Imidazole propionate

Clinical data
- Other names: ImP; 5-Imidazolepropionic acid; Imidazolylpropionic acid
- Drug class: Imidazoline I_{1} receptor activator
- ATC code: None;

Identifiers
- IUPAC name 3-(1H-imidazol-5-yl)propanoic acid;
- CAS Number: 1074-59-5;
- PubChem CID: 70630;
- ChemSpider: 63798;
- UNII: 8B1241598D;
- KEGG: C20522;
- ChEBI: CHEBI:73087;
- ChEMBL: ChEMBL84253;
- CompTox Dashboard (EPA): DTXSID30148040 ;
- ECHA InfoCard: 100.012.769

Chemical and physical data
- Formula: C_{6}H_{8}N_{2}O_{2}
- Molar mass: 140.142 g·mol^{−1}
- 3D model (JSmol): Interactive image;
- SMILES C1=C(NC=N1)CCC(=O)O;
- InChI InChI=1S/C6H8N2O2/c9-6(10)2-1-5-3-7-4-8-5/h3-4H,1-2H2,(H,7,8)(H,9,10); Key:ZCKYOWGFRHAZIQ-UHFFFAOYSA-N;

= Imidazole propionate =

Imidazole propionate (ImP), also known as 5-imidazolepropionic acid, is a bacterial metabolite of histidine and a neurotoxin.
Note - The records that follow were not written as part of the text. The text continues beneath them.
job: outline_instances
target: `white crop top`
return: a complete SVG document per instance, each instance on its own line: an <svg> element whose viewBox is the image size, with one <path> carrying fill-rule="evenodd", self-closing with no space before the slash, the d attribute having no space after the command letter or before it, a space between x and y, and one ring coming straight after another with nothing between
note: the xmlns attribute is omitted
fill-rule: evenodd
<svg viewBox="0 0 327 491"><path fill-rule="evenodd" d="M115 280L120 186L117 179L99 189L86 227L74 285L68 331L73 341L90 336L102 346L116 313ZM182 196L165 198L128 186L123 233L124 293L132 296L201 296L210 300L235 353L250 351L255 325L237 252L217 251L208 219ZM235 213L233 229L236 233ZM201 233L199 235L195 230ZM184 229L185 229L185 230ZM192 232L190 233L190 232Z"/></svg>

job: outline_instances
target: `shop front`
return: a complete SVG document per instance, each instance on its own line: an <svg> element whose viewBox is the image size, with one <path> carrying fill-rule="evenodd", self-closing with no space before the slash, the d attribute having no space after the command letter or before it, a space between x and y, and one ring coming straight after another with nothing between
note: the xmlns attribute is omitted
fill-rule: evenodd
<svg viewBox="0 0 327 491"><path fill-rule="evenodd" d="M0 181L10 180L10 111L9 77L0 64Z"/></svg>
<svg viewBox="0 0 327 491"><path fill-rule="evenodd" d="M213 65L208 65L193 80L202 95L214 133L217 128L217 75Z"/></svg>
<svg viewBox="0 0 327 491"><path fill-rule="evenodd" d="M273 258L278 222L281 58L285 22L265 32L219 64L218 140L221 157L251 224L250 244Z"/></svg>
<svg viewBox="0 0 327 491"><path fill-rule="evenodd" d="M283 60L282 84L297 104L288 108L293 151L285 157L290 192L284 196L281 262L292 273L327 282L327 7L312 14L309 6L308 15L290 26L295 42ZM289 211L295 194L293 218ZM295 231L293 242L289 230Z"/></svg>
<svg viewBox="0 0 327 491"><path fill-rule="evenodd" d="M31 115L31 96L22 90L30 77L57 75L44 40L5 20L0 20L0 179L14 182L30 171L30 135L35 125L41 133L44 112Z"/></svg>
It is produced by Streptococcus mutans and its enzyme urocanate reductase (UrdA) in the gut. S. mutans, as well as ImP production and circulating levels, have been found to be elevated in people with Parkinson's disease. In addition, administration of ImP, or colonization with ImP-producing bacteria, causes dopaminergic neurotoxicity and Parkinson's disease-like symptoms in rodents. Based on these findings, UrdA-expressing and ImP-producing bacteria may be involved in the etiology of Parkinson's disease in humans. ImP has also been implicated in the pathophysiology of other diseases such as atherosclerosis, diabetes, and Alzheimer's disease, among others. ImP activates the imidazoline I_{1} receptor and this appears to be involved in some of its toxic effects. Relatedly, imidazoline I_{1} receptor antagonists have been proposed for possible therapeutic purposes.